The word is "prefer", not "demand", and "possible for the ... type", which
might be a specific implementation but usually isn't.

Consider the fairly common error of using Vector for a List when you don't
need its special features.  If you declared

List <String> stuff = new Vector <String> ();

then it's much easier to change to

List <String> stuff = new ArrayList <String> ();

and later, if you see that you need specific performance characteristics,

List <String> stuff = new TreeList <String> ();

or even

List <String> stuff
   = Collections.synchronizedList( new ArrayList <String> () );

No other code will depend on non-List methods such as those of Vector, so you
are much safer in making the changes.

Read Joshua Bloch's excellent book /Effective Java/ for details on this and
many other best practices.

Signature

Lew

Knute Johnson - 20 Oct 2007 03:34 GMT
>>> I saw in many places that people use:
>>>
[quoted text clipped - 50 lines]
> Read Joshua Bloch's excellent book /Effective Java/ for details on this
> and many other best practices.

It doesn't make a lot of sense to me.  Generics were added to closely
control the type of parameters passed to a class that we then want to
make less type specific?  It makes no sense to turn a LinkedList for
example into a plain List as you lose all of what makes it a LinkedList.
 Of course you could assign it to a Deque.

knute...
Lew - 20 Oct 2007 03:40 GMT
> It doesn't make a lot of sense to me.  Generics were added to closely
> control the type of parameters passed to a class that we then want to
> make less type specific?  It makes no sense to turn a LinkedList for
> example into a plain List as you lose all of what makes it a LinkedList.
>  Of course you could assign it to a Deque.
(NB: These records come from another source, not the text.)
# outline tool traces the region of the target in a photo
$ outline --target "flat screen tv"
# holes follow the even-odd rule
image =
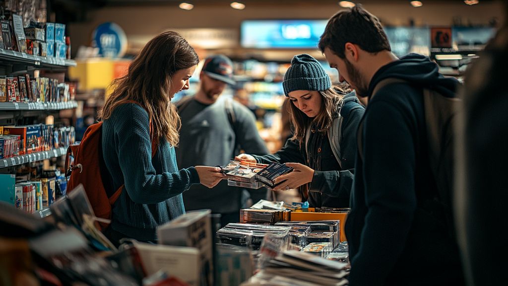
[[[247,20],[240,27],[243,48],[315,49],[327,20]]]

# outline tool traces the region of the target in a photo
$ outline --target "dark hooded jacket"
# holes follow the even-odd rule
[[[387,78],[409,83],[385,85],[373,97],[377,83]],[[463,283],[456,243],[434,199],[422,96],[425,87],[454,97],[458,85],[416,54],[382,67],[373,77],[346,222],[351,286]]]

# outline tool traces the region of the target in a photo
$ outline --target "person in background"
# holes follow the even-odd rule
[[[214,167],[177,168],[180,120],[171,99],[188,89],[198,62],[185,39],[167,32],[148,42],[127,74],[113,82],[100,117],[104,161],[111,175],[107,190],[124,185],[106,232],[114,243],[122,238],[156,242],[157,227],[185,213],[184,191],[200,183],[210,188],[222,178]],[[157,150],[153,157],[152,148]]]
[[[293,171],[276,179],[276,190],[296,188],[308,184],[311,207],[349,207],[353,185],[356,130],[364,108],[347,86],[332,88],[321,64],[307,54],[295,55],[284,76],[284,93],[291,101],[294,135],[284,147],[272,155],[242,154],[251,162],[285,163]],[[340,130],[341,157],[338,159],[329,139],[330,128],[338,128],[334,119],[343,117]],[[305,194],[303,194],[305,195]]]
[[[457,237],[468,285],[507,285],[508,3],[504,24],[464,78],[455,192]]]
[[[232,77],[231,60],[220,54],[209,56],[200,73],[197,93],[179,101],[182,129],[176,149],[178,165],[225,166],[240,150],[268,153],[252,112],[230,98],[220,98],[226,85],[235,83]],[[193,186],[184,194],[183,200],[187,210],[210,209],[220,214],[224,226],[238,221],[239,212],[249,195],[244,189],[228,186],[224,180],[211,190]]]
[[[368,98],[345,225],[349,284],[463,284],[453,227],[446,222],[452,211],[436,198],[422,88],[453,98],[458,81],[439,74],[427,57],[398,59],[379,20],[361,5],[333,16],[319,46],[339,80]],[[378,83],[393,78],[403,81],[380,87],[374,96]]]

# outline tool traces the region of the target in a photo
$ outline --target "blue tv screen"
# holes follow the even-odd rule
[[[248,20],[240,28],[242,47],[317,48],[327,20]]]

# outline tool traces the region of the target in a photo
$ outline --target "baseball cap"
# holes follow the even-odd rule
[[[223,54],[207,58],[202,71],[212,78],[230,84],[235,84],[235,81],[233,80],[233,62]]]

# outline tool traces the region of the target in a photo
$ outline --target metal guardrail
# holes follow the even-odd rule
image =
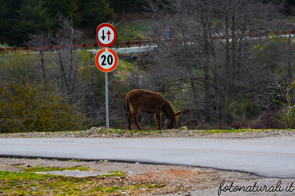
[[[280,31],[279,32],[273,32],[276,35],[287,35],[288,34],[295,34],[295,31]],[[247,34],[244,36],[245,37],[250,37],[256,35],[257,34],[255,33]],[[225,38],[224,36],[214,36],[213,38],[214,39],[222,39]],[[229,38],[231,38],[230,35],[229,36]],[[126,39],[118,40],[116,41],[115,44],[113,46],[113,47],[120,48],[122,46],[128,46],[128,48],[130,48],[131,46],[138,46],[138,47],[144,45],[148,45],[149,46],[155,43],[155,41],[150,38],[144,39]],[[64,47],[68,47],[65,46]],[[73,45],[73,47],[77,48],[83,48],[85,50],[87,50],[88,48],[96,48],[96,49],[100,47],[98,43],[87,43],[85,44],[77,44]],[[44,46],[42,46],[43,48],[48,50],[51,50],[52,52],[53,49],[58,48],[58,46],[56,45],[50,45]],[[30,50],[35,50],[36,47],[33,46],[24,46],[23,47],[7,47],[6,48],[0,48],[0,52],[9,52],[10,51],[14,51],[16,52],[17,50],[27,51],[28,53],[29,51]]]
[[[117,40],[115,43],[113,45],[113,47],[115,48],[120,48],[122,46],[128,46],[128,48],[130,48],[131,46],[138,46],[140,47],[144,45],[150,45],[154,43],[153,40],[149,38],[145,39],[126,39]],[[65,46],[65,47],[68,47],[68,46]],[[76,44],[72,46],[76,48],[82,48],[87,50],[87,48],[96,48],[97,49],[98,48],[100,47],[98,43],[86,43],[84,44]],[[42,48],[47,50],[51,50],[52,51],[55,49],[58,48],[56,45],[51,45],[50,46],[42,46]],[[0,52],[9,52],[17,51],[27,51],[28,53],[29,50],[35,50],[36,47],[34,46],[24,46],[22,47],[7,47],[5,48],[0,48]]]

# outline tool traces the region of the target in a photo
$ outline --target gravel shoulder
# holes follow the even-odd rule
[[[255,131],[243,130],[237,132],[212,134],[204,130],[173,130],[140,132],[137,131],[108,129],[104,127],[93,128],[91,129],[76,132],[60,132],[55,133],[33,132],[0,134],[0,138],[34,137],[197,137],[203,138],[255,139],[264,137],[288,136],[295,139],[294,130],[267,130]],[[185,166],[136,164],[122,162],[77,161],[41,159],[16,158],[0,157],[0,170],[19,172],[28,167],[56,167],[68,168],[83,166],[89,167],[90,172],[107,173],[111,171],[123,171],[127,177],[120,183],[122,187],[135,183],[147,186],[153,185],[154,188],[126,190],[122,195],[217,195],[219,187],[223,180],[225,183],[222,187],[230,186],[234,182],[235,186],[247,187],[257,185],[275,188],[280,180],[281,187],[286,189],[288,184],[295,182],[295,179],[280,179],[266,178],[249,173],[234,171],[216,170],[211,168]],[[108,179],[108,180],[109,180]],[[115,179],[113,180],[115,183]],[[116,184],[117,185],[117,184]],[[259,193],[222,192],[222,195],[294,195],[286,191],[275,191]],[[0,195],[1,195],[0,192]]]

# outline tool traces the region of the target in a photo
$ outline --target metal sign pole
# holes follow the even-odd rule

Well, duhy, if you need the specific type you use the specific type.  No one
is saying to be stupid about it.

Signature

Lew

Knute Johnson - 20 Oct 2007 09:37 GMT
>> It doesn't make a lot of sense to me.  Generics were added to closely
>> control the type of parameters passed to a class that we then want to
[quoted text clipped - 4 lines]
> Well, duhy, if you need the specific type you use the specific type.  No
> one is saying to be stupid about it.

The only two classes extended from List that you would ever want to do
this with are ArrayList and Vector.  Since everyone hates Vector,
explain to me in what actual case this would be of any benefit and not
just confusing.

knute...
Patricia Shanahan - 20 Oct 2007 11:41 GMT
>>> It doesn't make a lot of sense to me.  Generics were added to closely
>>> control the type of parameters passed to a class that we then want to
[quoted text clipped - 11 lines]
>
> knute...

You might choose LinkedList because you need e.g. a Queue. On the other
hand, it is also reasonable to choose LinkedList because you need a List
and preliminary estimates suggest that non-tail insertions and removals
will dominate over indexed access.

I would use List, except for the actual constructor call, in the second
case.

Patricia
Lew - 20 Oct 2007 14:10 GMT
>>>> It doesn't make a lot of sense to me.  Generics were added to
>>>> closely control the type of parameters passed to a class that we
[quoted text clipped - 19 lines]
> I would use List, except for the actual constructor call, in the second
> case.

I simply point to the body of literature, such as Joshua Bloch's /Effective
Java/, that make the case for this practice.  They provide much better
arguments than I will here in favor of it.  That's where I learned it -
reading the experts.  Instead of challenging me to justify the practice, write
to them.

Signature

Lew

Eric Sosman - 22 Oct 2007 17:35 GMT
Knute Johnson wrote On 10/20/07 04:37,:

>>>It doesn't make a lot of sense to me.  Generics were added to closely
>>>control the type of parameters passed to a class that we then want to
[quoted text clipped - 7 lines]
> The only two classes extended from List that you would ever want to do
> this with are ArrayList and Vector.

   The documentation describes ten core classes that
implement List, of which eight are concrete classes.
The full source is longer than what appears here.